Statistically for someone born in 1960 their first child would have been born in 1984, and their first grandchild born in 2012. So on average a 65 year old will become a grandparent at age 52 and have a 13 year old grandchild.

https://www.gov.uk/government/statistics/median-ages-of-mothers-at-birth-1974-to-2023

Median ages of mothers at birth, 1974 to 2023

Median ages of mothers at birth, 1974 to 2023

https://www.gov.uk/government/statistics/median-ages-of-mothers-at-birth-1974-to-2023

DaffodilLill · 15/05/2026 12:13

LBFseBrom · 15/05/2026 12:08

Do you know the meaning of the 'Immaculate Conception' ? That term is bandied about wrongly so often. It has nothing to do with a child being conceived without sexual intercourse/by divine interception.

I suggest you google.

Thanks so much for your input.

I apologise profusely for mixing up Imm Conception and Virgin Birth.

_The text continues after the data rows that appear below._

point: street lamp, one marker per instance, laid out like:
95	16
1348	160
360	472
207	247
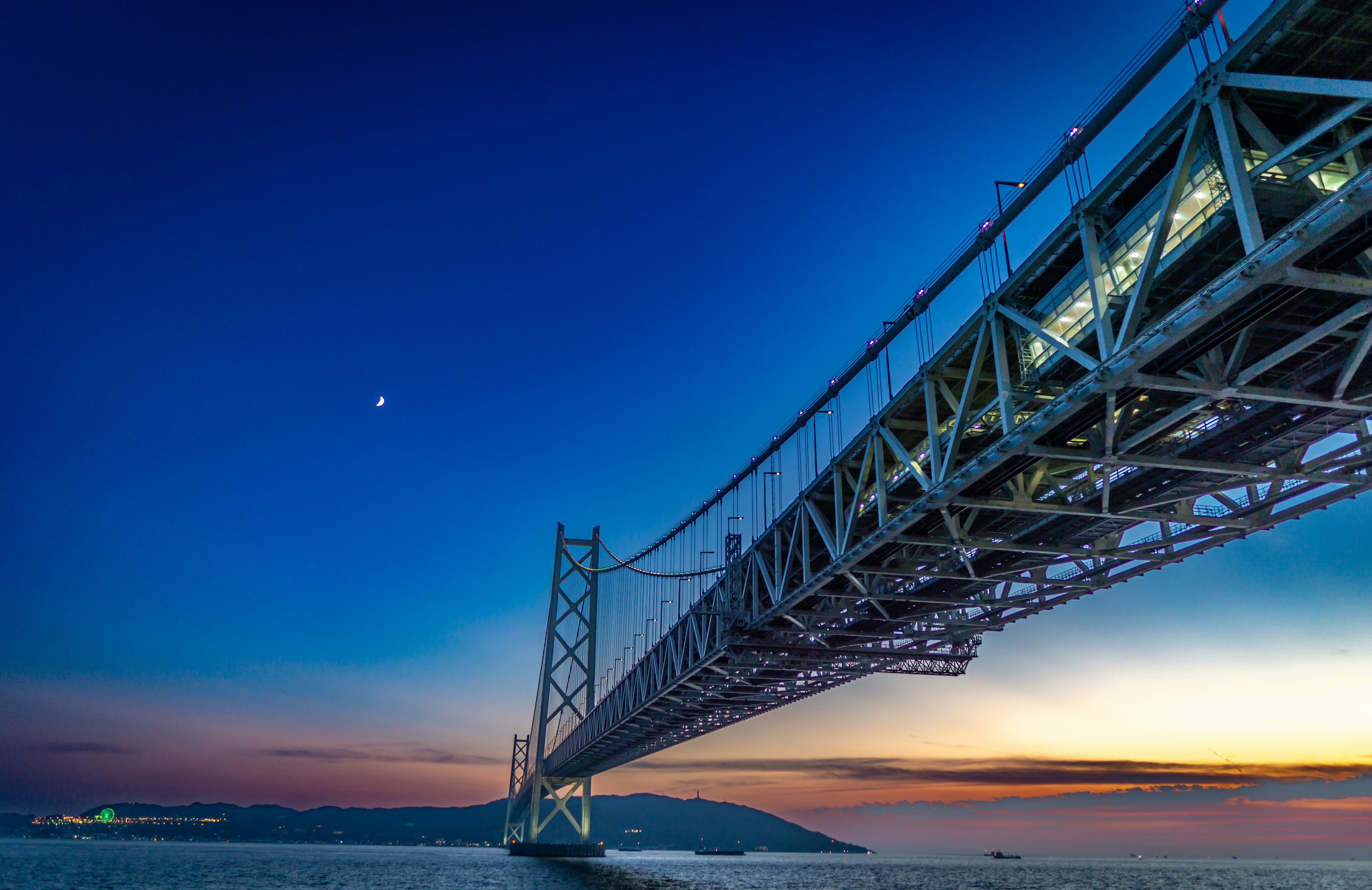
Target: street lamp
1001	212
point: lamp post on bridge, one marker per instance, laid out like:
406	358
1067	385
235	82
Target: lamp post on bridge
1001	212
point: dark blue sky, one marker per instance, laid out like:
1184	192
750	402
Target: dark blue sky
592	256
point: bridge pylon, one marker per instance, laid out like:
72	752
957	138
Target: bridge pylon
566	694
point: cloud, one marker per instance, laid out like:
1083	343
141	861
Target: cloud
77	748
1017	771
1264	792
381	755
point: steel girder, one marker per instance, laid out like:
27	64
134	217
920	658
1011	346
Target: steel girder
1003	482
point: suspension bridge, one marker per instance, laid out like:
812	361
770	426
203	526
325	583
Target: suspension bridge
1180	364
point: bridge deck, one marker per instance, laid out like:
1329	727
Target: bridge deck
1113	408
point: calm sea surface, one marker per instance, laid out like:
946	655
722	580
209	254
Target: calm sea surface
146	866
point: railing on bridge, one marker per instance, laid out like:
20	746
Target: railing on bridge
1179	365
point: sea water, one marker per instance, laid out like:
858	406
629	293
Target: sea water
183	866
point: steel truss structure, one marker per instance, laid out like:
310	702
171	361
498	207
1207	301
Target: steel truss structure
1179	365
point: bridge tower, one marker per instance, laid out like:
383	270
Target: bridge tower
566	690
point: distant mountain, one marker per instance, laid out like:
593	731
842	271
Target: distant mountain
636	821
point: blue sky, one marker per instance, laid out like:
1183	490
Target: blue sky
591	256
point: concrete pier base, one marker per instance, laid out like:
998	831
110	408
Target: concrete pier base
580	851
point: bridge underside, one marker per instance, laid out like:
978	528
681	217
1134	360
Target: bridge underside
1122	402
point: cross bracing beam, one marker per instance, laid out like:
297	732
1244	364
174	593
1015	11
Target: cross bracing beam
1002	482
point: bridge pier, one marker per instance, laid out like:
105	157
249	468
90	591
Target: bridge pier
566	696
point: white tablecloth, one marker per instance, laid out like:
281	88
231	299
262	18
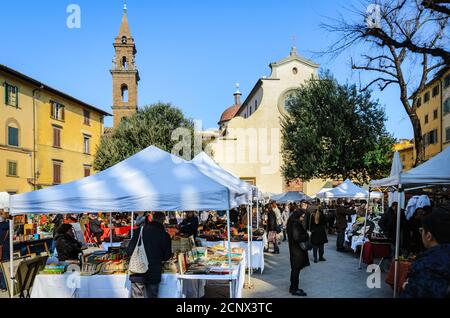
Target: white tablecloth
118	286
105	286
257	250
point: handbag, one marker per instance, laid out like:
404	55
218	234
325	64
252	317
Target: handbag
307	246
138	261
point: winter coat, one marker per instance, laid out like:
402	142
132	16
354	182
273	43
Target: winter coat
318	231
429	276
189	226
341	218
4	240
158	247
68	248
272	224
297	234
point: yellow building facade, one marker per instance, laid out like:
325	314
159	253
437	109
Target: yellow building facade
407	153
57	134
433	116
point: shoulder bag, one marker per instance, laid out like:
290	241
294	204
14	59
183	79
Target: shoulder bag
138	260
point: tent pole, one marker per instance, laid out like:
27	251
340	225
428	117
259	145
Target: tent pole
257	214
251	239
364	230
249	255
229	253
11	257
132	225
397	238
110	228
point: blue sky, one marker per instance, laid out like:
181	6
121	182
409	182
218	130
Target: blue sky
190	52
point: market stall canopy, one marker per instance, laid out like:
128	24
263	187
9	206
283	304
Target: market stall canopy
4	200
151	180
321	191
209	167
435	171
349	190
292	196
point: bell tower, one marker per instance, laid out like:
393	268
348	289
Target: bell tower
124	73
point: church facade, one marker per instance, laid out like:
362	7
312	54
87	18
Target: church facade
249	142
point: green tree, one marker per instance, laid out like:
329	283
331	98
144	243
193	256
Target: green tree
151	125
334	131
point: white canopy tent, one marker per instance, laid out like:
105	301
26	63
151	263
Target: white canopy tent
151	180
210	168
348	190
4	200
434	172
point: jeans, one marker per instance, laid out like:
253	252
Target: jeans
340	240
319	248
139	290
295	279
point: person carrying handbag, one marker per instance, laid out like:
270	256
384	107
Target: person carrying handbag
298	249
152	242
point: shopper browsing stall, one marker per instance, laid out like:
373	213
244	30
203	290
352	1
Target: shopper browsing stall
297	235
158	248
429	276
341	224
67	246
95	225
189	226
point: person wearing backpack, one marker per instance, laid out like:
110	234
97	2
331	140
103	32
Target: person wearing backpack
158	249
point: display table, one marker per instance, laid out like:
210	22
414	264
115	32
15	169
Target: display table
118	286
257	250
237	280
105	286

However, God has nothing to do with this pregnancy.
It comes down to two humans having sex, not using contraception or contraception failure

glaciercherry · 15/05/2026 12:14

It will be ok. He is already a dad to a one year old and two year old, I assume he is a good dad to them and happy to be a father of a baby and toddler?

He will be almost exactly the same age when this one is born so I don’t think you have anything to worry about age-wise.

Congratulations.

DaffodilLill · 15/05/2026 12:18

Soontobe60 · 15/05/2026 12:10

65 is grandparent territory.
Statistically for someone born in 1960 their first child would have been born in 1984, and their first grandchild born in 2012. So on average a 65 year old will become a grandparent at age 52 and have a 13 year old grandchild.

https://www.gov.uk/government/statistics/median-ages-of-mothers-at-birth-1974-to-2023

He's 50.

Not 65.

There are plenty of men who become fathers at 50. In times gone by it was very normal for men to marry younger women and have children later in life. And many women carried on having children until the menopause.

It's only now with the availability of contraception that people have become so ageist over being a parent. Ironically when life expectancy has risen.

Fast forward, I know personally at least 3 men now in their 50s who became fathers with Wife No 2 at 50. No one told them it was wrong.

It's perhaps far better to have fewer years with a mature parent who is financially stable and able to handle being a parent, compared to a 22 year old who is still emotionally immature and doesn't have financial stability.

And not everyone fits the link to those stats.

Most of my friends became grandparents in their late 60s having had their own children in their mid 30s. I have friends pushing 70 who are still waiting to become grandparents.

Feelingstressedbutdoingmybest · 15/05/2026 12:20

No one would bat an eyelid at those ages of mother and father where I live. It would be well within the curve of parent ages round here.